Сейчас я это хорошо знаю. Знаю, что может зарядить моросящий дождь и на два, и на три дня, вода 15 градусов, малосоленая, болотного цвета, мутная с обрывками бурых водорослей, а где-то еще на поверхности болтается полиэтиленовый пакет, унылые, а, может быть, устрашающие? Фигуры в черном бредут по пояс в воде - сборщики янтаря. Нырнешь в какую-то полуволну - даже и волн приличных нет! - лень идти далеко, по колено в воде, нырнешь еще раз, задержишь дыхание и паришь, мимо головы проносятся туда-сюда струи насыщенной песком и обрывками воды, воздух кончается, еще два-три плавательных движения и на воздух, встаешь, моросит, на берегу закутанный в полиэтилен Дроздодя наливает рюмку «Ореховой», мог бы и костер развести, все-таки «бродяга», но ему лень, он, прищурившись, смотрит куда-то, в телогрейке на голое тело, почесывает ступню всю в песке, вот-вот и скажет сейчас что-то умное, значимое, полубезумное, но нет - молчит, взрослеет.

Это сейчас я знаю. А тогда, тогда - все было пропитано сосновым морским солнцем постоянно. Память избирательна, память мерцает - ухватишься за наиболее плотную деталь, глядишь - и вытащишь на поверхность целый пестрый лоскут пространства, а то и вовсе занесет тебя куда-то, где и не было тебя никогда, и какие-то наспех построенные таджиками декорации тают, упрощаются, ломаются, перетекают и вовсе уж под конец обращаются в прямоугольный кусок бетона, и делай с ним что хочешь, разводи в стороны руками, чеши затылок.

Тогда я шел за руку с бабушкой и мамой по солнечному тротуару, мощеному квадратной серой плиткой, от моря ли, к морю ли? Судя по тому, что между пальцев ног застрял нежный балтийский песок, то от моря. Да, от моря: есть хочется, время обеда, время выбора «вальгиклы», столовой. Столовые мы знаем все наперечет, и, хоть в каждую из них длинная очередь, но она идет быстро, люди двигают подносы по железным направляющим в сторону кассы. Холодный свекольник - 14 копеек и к нему тарелка с горячей картошкой за 4 копейки. Кожа стянута после морской воды, на коже мягкий балтийский загар. Только не азу с гречкой! Цеппелины в сметане. Компот с горячим, сметанным только что выпеченным колобком - коричневым шариком из теста.

Паланга - небольшой город.
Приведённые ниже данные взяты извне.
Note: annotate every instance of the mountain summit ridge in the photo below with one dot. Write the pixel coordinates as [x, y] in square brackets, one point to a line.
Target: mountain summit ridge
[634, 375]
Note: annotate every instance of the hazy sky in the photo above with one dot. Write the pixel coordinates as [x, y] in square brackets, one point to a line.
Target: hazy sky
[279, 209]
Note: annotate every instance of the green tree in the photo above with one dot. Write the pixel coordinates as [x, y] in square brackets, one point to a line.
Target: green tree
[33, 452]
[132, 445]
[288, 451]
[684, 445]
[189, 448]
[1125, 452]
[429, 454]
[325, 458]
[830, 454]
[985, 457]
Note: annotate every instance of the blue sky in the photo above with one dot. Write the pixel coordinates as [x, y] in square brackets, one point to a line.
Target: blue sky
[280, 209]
Вдоль всего города идет, разрезая его на две части, главная улица - Витаутаса. От нее перпендикулярно, по направлению к морю - Басанавичюса. На Витаутаса расположены главные достопримечательности: старинная аптека, внутри все отделано мореным резным деревом; кинотеатр; костел об одной готической башне из красного кирпича; автобусная станция; универсам, переговорный пункт, выстроенный в виде раскрытого веера, надо менять рубль и пять копеек на пятнашки и быстро засовывать в телефонный аппарат, ведь глотает он их так быстро. На Басанавичюса - круглый стеклянный ресторан, светящийся вечером зазывными огнями, но мы никогда там не были; а если взять немного вправо и наискось, пройти по гнутому мостику с цепями - ресторан «Клумпе», сделанный из дерева в виде деревянного же башмака: русских туда не пускают, - шепчет мне мама, набитая, как и бабушка, какими-то очень въедливыми и быстро застывающими в камень предрассудками. Только у бабушки они другие, более резкие, быстрые и зазубренные: посмотри, какая походка у того старика! У него явно, без сомнения, прогрессивный паралич. Только глубокие сифилитики так ходят!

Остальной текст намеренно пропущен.